Pacific Legal Foundation attorneys represent some of the farmers in San Luis & Delta-Mendota Water Authority v. Jewell who are challenging the Delta smelt biological opinion as an abuse of federal power based on questionable science and shoddy regulatory procedures.
Damien Schiff, a principal attorney with PLF who represents Stewart & Jasper Orchards, King Pistachio Grove, and Arroyo Farms, issued this statement, in response to the Ninth Circuit’s ruling:
The Ninth Circuit has done a reverse rain dance for California, practically guaranteeing that the impacts of our current drought will be more devastating.
The ruling gives judicial blessing to regulations that impose real punishment on people with only speculative benefits for a declining fish species.
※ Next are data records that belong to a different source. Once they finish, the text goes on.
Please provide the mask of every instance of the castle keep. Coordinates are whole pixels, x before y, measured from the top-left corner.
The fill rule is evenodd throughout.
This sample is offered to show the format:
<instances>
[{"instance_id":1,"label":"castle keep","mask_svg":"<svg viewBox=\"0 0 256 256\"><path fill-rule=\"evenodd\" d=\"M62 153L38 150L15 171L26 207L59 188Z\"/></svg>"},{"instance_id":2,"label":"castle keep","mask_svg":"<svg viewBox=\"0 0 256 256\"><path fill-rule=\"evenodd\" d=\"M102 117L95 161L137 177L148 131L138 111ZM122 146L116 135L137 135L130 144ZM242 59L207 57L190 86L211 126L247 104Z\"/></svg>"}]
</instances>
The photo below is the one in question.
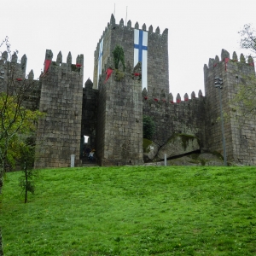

Under these draconian regulations, water is withheld from farms, businesses, and communities from the Central Valley to San Diego based on sloppy science and ideological agendas.
There’s a drought of common sense in the bureaucracies that impose these regulations—and in the perverse legal precedents that lead courts to uphold them. In one notorious precedent, TVA v. Hill, the U.S. Supreme Court said the Endangered Species Act gives absolute priority to species over everything else, including the general welfare of the human community.
We must all hope that California’s water crisis—made worse by last week’s Delta smelt decision—can prod the U.S. Supreme Court to reconsider its past decisions that are leaving us so parched.
Indeed, the one hopeful aspect of today’s ruling is there’s a possibility the smelt case could get to the Supreme Court. There, it might result in a decision that turns the tide of environmental law away from imbalance and zealotry, and back toward sanity.
For the short term, the Ninth Circuit’s decision basically guarantees that water users will receive no additional water from the Delta. For the long term, the decision bodes ill for agriculture and other productive uses of land in the Central Valley. A new biological opinion is expected sometime in 2015 or 2016. With the Ninth Circuit’s validation of the old biological opinion, the Service has no reason to produce a new biological opinion that will be any more generous—or less onerous—than the prior opinion.
Bottom line: this decision is terribly disappointing and bodes ill for farmers, farm laborers, and millions of other Californians dependent on a reliable water supply. The decision also reveals the perniciousness of the Supreme Court’s inflated rhetoric TVA v. Hill that Congress intended to make species preservation the “highest” of governmental priorities. Not only is that assertion of legislative intent plainly false, its impact on the administration of the Act in the lower courts has led to disastrous, anti-human results.